L’esempio più evidente è il caso di Syriza e della sua recente trasformazione. Le radici del partito affondano in Synaspismos la coalizione della Sinistra, dei Movimenti e dell'Ecologia fondata nel 1991. Tuttavia sotto la leadership di Tsipras il partito ha operato una “svolta populista”, vista sia nel cambiamento del discorso e del linguaggio politico, sia nel contesto organizzativo. Il momento decisivo di trasformazione è stata la svolta verso “un partito unitario” (piuttosto che un partito di coalizione) celebrato nel congresso di luglio 2013, che portò alla dissoluzione ufficiali dei partiti membri. Si tratta di una mossa chiaramente ispirata dal movimento degli aganaktismenoi, e dal modo in cui hanno contribuito in aprire uno “spazio popolare” che una pura strategia di unità a sinistra non avrebbe potuto rappresentare.

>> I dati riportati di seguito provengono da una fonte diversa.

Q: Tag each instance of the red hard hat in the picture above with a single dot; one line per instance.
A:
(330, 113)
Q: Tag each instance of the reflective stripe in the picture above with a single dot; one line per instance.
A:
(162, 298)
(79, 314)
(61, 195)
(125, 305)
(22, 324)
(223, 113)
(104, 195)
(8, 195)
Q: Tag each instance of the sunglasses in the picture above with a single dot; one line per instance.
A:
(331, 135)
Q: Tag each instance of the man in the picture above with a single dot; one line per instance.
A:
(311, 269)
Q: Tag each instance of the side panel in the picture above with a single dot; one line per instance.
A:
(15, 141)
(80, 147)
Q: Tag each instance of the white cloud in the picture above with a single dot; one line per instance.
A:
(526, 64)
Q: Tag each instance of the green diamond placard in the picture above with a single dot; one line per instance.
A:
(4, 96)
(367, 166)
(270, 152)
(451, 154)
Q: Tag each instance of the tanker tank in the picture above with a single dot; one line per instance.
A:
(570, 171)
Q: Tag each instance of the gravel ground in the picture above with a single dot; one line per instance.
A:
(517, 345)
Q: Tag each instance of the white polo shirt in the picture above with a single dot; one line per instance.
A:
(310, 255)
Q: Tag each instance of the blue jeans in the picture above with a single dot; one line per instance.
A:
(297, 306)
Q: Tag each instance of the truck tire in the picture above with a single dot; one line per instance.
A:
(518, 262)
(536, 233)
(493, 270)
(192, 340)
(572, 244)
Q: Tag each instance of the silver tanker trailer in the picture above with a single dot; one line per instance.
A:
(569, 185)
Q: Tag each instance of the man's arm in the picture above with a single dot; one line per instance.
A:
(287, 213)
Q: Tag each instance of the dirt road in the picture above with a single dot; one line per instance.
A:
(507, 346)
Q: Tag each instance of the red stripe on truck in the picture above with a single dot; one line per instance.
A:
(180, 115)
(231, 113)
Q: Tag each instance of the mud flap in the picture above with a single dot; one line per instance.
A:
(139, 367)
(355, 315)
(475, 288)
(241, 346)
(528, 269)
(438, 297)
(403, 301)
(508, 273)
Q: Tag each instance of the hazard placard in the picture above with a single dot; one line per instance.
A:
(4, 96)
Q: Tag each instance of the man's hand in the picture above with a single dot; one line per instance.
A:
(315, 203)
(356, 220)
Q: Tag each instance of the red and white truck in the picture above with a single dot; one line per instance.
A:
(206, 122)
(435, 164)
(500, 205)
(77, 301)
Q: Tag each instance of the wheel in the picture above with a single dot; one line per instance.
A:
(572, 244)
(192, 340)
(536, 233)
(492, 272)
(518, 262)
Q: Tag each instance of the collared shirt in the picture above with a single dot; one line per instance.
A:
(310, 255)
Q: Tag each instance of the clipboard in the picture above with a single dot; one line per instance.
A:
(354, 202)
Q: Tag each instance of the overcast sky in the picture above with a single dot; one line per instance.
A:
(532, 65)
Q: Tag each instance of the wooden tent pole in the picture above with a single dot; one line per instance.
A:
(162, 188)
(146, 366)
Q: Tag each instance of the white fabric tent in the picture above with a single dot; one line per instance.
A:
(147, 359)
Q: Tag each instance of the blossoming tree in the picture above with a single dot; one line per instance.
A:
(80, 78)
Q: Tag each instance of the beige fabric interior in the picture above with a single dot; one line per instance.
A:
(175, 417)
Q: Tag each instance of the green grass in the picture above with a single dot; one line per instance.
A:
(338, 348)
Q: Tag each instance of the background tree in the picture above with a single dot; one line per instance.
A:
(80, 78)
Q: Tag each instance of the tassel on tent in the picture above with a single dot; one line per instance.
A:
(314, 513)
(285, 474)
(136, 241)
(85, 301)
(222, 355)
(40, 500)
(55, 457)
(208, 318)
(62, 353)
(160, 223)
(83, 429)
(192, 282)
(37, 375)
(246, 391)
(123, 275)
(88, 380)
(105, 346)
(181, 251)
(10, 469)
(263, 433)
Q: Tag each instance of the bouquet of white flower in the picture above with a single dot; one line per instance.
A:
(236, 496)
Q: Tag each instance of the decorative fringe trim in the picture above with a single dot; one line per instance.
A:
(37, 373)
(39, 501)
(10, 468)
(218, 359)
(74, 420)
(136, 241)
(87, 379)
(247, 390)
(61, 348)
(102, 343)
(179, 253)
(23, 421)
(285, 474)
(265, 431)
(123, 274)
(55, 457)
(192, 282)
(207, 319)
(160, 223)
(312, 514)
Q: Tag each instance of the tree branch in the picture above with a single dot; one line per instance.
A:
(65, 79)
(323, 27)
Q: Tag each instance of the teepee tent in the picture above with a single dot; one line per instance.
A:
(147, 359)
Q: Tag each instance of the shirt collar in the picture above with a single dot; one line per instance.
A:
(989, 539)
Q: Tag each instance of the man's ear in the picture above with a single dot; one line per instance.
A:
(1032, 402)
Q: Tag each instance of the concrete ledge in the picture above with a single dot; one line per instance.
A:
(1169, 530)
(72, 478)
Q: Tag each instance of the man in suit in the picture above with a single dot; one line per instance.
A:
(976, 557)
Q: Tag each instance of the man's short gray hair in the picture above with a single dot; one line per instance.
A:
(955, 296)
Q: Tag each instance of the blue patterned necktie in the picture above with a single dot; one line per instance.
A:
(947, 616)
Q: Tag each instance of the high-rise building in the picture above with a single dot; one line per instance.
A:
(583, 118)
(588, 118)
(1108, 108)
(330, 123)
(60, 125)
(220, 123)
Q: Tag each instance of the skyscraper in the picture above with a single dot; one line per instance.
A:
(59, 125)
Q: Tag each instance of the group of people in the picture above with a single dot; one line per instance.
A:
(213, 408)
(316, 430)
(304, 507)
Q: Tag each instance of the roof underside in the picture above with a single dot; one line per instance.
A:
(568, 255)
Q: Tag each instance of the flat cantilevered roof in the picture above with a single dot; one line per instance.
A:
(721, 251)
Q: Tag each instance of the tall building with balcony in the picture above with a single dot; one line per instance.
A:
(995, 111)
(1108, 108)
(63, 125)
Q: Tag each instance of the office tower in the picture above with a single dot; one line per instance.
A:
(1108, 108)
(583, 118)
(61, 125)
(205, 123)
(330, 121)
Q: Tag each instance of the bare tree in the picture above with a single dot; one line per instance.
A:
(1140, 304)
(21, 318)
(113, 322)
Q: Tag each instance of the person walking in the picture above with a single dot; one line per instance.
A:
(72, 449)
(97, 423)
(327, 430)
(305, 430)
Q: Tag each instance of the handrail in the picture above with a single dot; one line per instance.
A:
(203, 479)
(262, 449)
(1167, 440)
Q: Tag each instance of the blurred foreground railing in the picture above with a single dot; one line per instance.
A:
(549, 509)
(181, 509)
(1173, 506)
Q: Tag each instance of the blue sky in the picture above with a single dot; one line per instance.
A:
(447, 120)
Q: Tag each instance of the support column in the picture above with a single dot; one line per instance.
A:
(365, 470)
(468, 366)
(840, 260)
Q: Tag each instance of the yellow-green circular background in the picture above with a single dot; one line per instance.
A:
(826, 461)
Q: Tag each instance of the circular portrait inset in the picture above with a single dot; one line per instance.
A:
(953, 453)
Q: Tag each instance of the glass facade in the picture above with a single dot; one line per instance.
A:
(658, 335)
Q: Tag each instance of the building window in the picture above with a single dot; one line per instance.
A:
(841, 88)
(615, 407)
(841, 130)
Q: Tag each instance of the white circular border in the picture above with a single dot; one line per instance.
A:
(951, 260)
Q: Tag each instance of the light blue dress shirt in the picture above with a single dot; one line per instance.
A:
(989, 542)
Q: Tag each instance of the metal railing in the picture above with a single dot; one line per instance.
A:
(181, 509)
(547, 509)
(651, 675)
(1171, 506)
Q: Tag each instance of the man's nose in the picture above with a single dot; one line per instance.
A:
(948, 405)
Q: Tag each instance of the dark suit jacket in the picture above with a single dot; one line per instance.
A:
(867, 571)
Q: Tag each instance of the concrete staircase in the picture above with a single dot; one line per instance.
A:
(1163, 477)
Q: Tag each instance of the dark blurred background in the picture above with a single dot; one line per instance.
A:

Sia la strategia di unità a sinistra che la strategia populista contengono potenzialità e pericoli. La logica dell’unita a sinistra offre la possibilità di costruire un fronte relativamente ampio ma al tempo stesso omogeneo ideologicamente. Tuttavia corre il rischio classico della “sinistra-sinistra” di rinchiudersi in un angolo. La logica populista offre una strategia “pigliatutto” che risponde bene alla presente fase di crisi associativa e crisi di appartenenza. Ma al tempo stesso è molto esposta ai cambiamenti di umore dell’opinione pubblica, e alla instabilità delle emozioni collettive. In ogni caso concreto la scelta tra queste due strategie dovrebbe rispondere a una fondamentale considerazione strategica. Qual è in questa fase politica il compito più urgente e il cammino più credibile per combattere la politica d’austerità? Unire le forze di quelli che ancora si riconoscono in identità di sinistra e con livelli relativamente alti di appartenenza e rappresentanza? O dare voce alla “maggioranza invisibile” dei disorganizzati, dei non garantiti e dei non rappresentati?